Find a website management portal with a verification code, open the background of the website, enter the user name, password, verification code, click login, use burp to capture
the packet, copy the data packet captured by burp to the verification code recognition tool, and set the verification code identification tool inside adding tags and tag codes added external dictionary
right cAPTCHA image replication site address, copying the tool to the inside of the inside address codes, the identification pattern identifying the range of adjustment is defined according to the situation, click recognition test
setting tool reproduction mode for multi-threaded mode, retry the check retry rule to match the data returned by the following expression, the error code prompt string string matching login to write on the website
set up for the contract is to attack the target host address Website address, click start, and brute force crack the password with verification code

Verification code defense recommendations

1. It is mandatory to enter a verification code, otherwise, an IP policy must be implemented. Be careful not to be bypassed by X-Forwaded-For (used in burp, plus allowed IP)! (For example, Cisco and tomcat do not have verification codes in many backgrounds)

2. The verification code can only be used once, and expires immediately after use! Cannot be used again

3. The verification code should not be too weak. Distort, deform, disturb lines, disturb background colors, change fonts, etc.

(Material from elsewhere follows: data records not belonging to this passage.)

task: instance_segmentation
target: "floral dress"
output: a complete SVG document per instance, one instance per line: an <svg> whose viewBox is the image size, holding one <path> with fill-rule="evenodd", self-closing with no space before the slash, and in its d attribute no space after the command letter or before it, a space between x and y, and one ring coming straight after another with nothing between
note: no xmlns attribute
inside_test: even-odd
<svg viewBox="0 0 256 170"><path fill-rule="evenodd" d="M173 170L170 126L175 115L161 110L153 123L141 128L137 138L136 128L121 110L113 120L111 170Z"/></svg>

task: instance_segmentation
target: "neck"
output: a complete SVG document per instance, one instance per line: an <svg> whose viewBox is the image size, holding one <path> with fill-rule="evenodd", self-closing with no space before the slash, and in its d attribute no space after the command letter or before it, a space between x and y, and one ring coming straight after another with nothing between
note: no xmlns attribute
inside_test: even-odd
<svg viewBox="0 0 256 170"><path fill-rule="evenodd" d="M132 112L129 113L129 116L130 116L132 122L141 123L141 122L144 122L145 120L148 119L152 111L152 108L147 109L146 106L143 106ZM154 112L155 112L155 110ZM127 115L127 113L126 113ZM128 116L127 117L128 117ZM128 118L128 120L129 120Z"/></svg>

4. It is best for large websites to unify the security verification code, and use the same verification code interface everywhere.

Related reference

	https://www.owasp.org/index.php/Testing_for_Captcha_(OWASP-AT-008)
	http://www.mcafee.com/uk/resources/white-papers/foundstone/wp-attacking-captchas-for-fun-profit.pdf 
	http://drops.wooyun.org/tips/141

Today's summary:

Today, the brute force disassembly and verification code are safe. It is basically the use of some tools and the use of the brute force disassembly function on the burp that I learned before. Today, there is still a problem. One is facing multiple wrong IP Is there any way to block us?
The second one is about random thinking, that is to say, a lot of randomness is now "pseudorandom". Is there any simple pseudorandom that can be used to penetrate?

The supplemental update
asked the teacher. In the face of multiple incorrect IP blockades, we can use X_FORWARD_for in the request header to forge our own IP, add the IP as a variable, or change it to 192.168.0.1 to disguise the cost and try it out. This The function will also be used around WARF later, or use a crawler proxy (this is not very understandable, learn it when learning crawlers).